Panik herrsche auch deshalb, weil alle Läden geschlossen haben, es keine Lebensmittel zu kaufen gebe. „Natürlich haben wir gespürt, dass es ernst werden kann. Aber am Ende trifft es uns doch etwas unvorbereitet“, sagt die Freundin. „Wir haben nicht geglaubt, dass die Russen Ernst machen und uns feige überfallen.“

Bereits vor dem Angriff Russlands herrschte Krieg im Donbass: Der Beschuss eines Kindergartens wenige Tage vor der Invasion. Bild: Ukraine Crisis Media Center

6-Jähriger spürt die Panik der Familie

„Viele Leute wollen einfach nur weg hier.
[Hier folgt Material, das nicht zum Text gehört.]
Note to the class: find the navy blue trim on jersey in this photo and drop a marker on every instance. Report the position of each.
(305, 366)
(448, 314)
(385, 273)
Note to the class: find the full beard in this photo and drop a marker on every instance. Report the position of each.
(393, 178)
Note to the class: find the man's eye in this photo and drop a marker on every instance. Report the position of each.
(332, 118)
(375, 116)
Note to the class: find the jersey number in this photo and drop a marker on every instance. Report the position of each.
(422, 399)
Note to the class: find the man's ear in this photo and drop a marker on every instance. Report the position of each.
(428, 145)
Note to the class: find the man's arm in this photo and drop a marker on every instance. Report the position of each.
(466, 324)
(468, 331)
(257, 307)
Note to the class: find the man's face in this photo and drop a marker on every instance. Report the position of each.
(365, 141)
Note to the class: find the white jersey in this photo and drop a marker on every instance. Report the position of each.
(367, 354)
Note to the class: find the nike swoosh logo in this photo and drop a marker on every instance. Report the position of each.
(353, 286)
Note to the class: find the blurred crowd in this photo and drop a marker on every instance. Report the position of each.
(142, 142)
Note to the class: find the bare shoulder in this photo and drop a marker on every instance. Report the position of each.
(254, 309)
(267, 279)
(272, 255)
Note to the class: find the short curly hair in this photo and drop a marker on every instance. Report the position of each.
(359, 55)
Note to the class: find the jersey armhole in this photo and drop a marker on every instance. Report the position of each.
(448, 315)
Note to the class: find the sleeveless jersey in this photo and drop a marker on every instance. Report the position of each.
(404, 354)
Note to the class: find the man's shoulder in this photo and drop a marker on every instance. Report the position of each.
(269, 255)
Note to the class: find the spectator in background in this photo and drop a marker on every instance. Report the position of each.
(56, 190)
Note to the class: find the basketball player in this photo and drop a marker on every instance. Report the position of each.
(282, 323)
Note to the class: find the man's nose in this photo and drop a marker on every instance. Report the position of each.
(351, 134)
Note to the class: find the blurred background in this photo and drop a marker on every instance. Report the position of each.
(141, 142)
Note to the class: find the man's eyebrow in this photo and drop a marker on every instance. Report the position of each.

Auch wir überlegen“, sagt die Freundin. „Wir haben die wichtigsten Sachen gepackt, inklusive Pässe und Geld. Aber die Tankstellen haben kein Benzin mehr. Wann neues geliefert wird, konnten sie nicht sagen. Ohne Benzin aber kommen wir nicht weg hier.“

Die Leute hofften, dass sich das Land gegen den Überfall wehren werde, sagt die Englischlehrerin weiter. „Auch wenn die Ukraine keine Chance gegen die militärische Übermacht der Russen hat. Es geht hier um unsere Heimat und um unsere Ehre.“ Man kann ein großes Maß an Verzweiflung am anderen Ende der kostenfreien Messenger-Leitung hören. Auch Schluchzen. Vor allem vom jüngsten Sohn der Freundin, der gerade mal sechs Jahre jung ist, die Lage überhaupt nicht verstehen kann, aber die Panik der Familie spürt.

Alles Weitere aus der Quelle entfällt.